The MR compiler will introduce a sampling MR job before the MR job that contains the !POMergeJoin.  (The sampling algorithm is described below.)
This sampling job can read as input the output of the previous map
reduce job (or if there is no previous map reduce job the initial input file) even if there are physical operators before the !POMergeJoin in the current MR job.  That
is, there is no need to create a MR boundary immediately before the sampling as there is with order by or skew join.  For example:

{{{
    A = load 'input1';
    B = load 'input2';
    C = filter A by $1 is not null;
    D = join B by $0, C by $0;
}}}

can produce a map reduce plan:

{{{
    Job 1:
        Map: JoinSampleLoader 
        Reduce:

    Job 2:
        Map: filter->join
        Reduce:
}}}

The reason for this difference is that the key location in the file is not affected by the filter, and thus the sample need not be taken after the filter whereas in the
skew join and order by cases the skew of the key may be affected by the filter.

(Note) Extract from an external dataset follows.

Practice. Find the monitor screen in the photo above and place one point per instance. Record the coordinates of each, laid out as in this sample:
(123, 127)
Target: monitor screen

The sampling algorithm will need to record the key and the offset into the input file that the record begins at.  This can be done by subclassing !RandomSampleLoader to
create a sampler that appends the offset information to the tuple.  This will avoid recreating the sampling algorithm, and allow the sampler to benefit from planned
enhancements of !RandomSampleLoader.

How many records per block to sample (thus how large to make the index) is not clear.  Initially we
should have it sample one record per block.  We can then experiment to understand the space and performance trade offs of increasing the number of records sampled per
block.

=== Local Mode ===
In local mode !LOJoin should not be translated to !POMergeJoin, even when the user requests a sort merge join.  We do not need to implement a version of this join that
does not require the sampling.

== Outer Join ==
This design will work for inner joins, and with slight modifications for left outer joins.  It will not work for right outer or full outer joins.  If we wish to extend
it to work for those cases at some point in the future, it will have to be modified to also sample the left input.  The reason for this is that in the current
implementation !POMergeJoin does not know how far past the end of its input to keep accepting non-matching keys on the right side.  It will need to know what key the next
block of the left input starts on in order to determine when it should stop reading keys from the right input.  A sampling pass on the left input that reads the first
key of each block could provide this information.

== Multiway Join ==
This algorithm could theoretically be extended to support joins of three or more inputs.  For now it will not be.  Pig will give an error if users give more than two
inputs to a merge join.  If users wish to do three plus way joins with this algorithm they can decompose their joins into a series of two ways joins.